Le Liban face aux tensions régionales au Moyen-Orient
David Bensoussan
L’auteur est professeur de sciences à l’Université du Québec
L'Iran : acteur clé des turbulences régionales
L'Iran joue un rôle central dans l'instabilité du Moyen-Orient, nourrissant des ambitions religieuses et stratégiques visant à éradiquer Israël, territoire historiquement revendiqué par l'islam et considéré comme ne pouvant être régi par une entité non islamique. Parallèlement, la République islamique cherche à affaiblir l'influence géopolitique des États-Unis, perçus comme une puissance "satanique", tout en poursuivant son rêve de restaurer son antique stature impériale régionale.
L'Iran s'appuie sur des réseaux de milices et de groupes armés implantés en Irak, en Syrie, au Liban, à Gaza et au Yémen, prolongeant ainsi son influence déstabilisatrice. Il affronte également une rivalité séculaire avec les communautés sunnites, stimulant ainsi des alliances pragmatiques entre Israël et plusieurs pays sunnites soucieux de contenir l'encerclement iranien.
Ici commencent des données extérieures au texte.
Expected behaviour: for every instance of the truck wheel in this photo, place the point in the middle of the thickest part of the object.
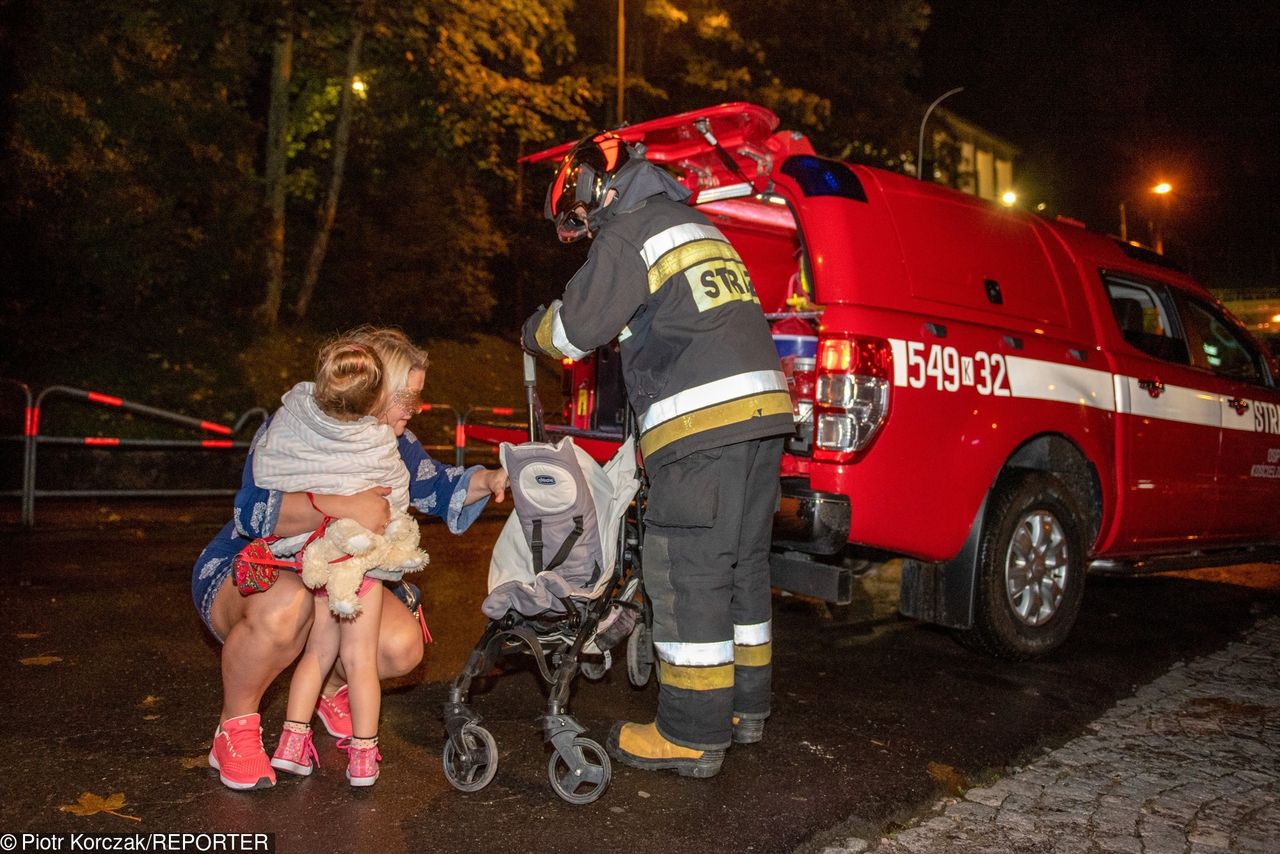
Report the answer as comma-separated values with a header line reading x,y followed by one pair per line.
x,y
1031,570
La course de Téhéran vers le nucléaire a poussé la communauté internationale à signer l'accord des 5+1, qui prévoyait la levée partielle des sanctions économiques en échange d'une surveillance des installations nucléaires. Cependant, la coopération iranienne avec l'Agence internationale de l'énergie atomique est restée partielle, renforçant les doutes sur les véritables intentions iraniennes. Les fonds débloqués par cet accord n'ont pas été dirigés vers le bien-être de la population iranienne, mais ont servi à armer les milices pro-iraniennes dans la région.
En avril et octobre 2024, l'Iran a intensifié les hostilités en lançant des centaines de missiles balistiques sur Israël, en grande partie interceptés par les défenses israéliennes. Les représailles israéliennes du 25 octobre ont ciblé et affaibli le système de défense iranien aux abords des centres nucléaires, des installations pétrolières et des usines de fabrication de carburant solide pour les missiles balistiques, ouvrant la voie à des frappes potentielles plus ciblées et dévastatrices.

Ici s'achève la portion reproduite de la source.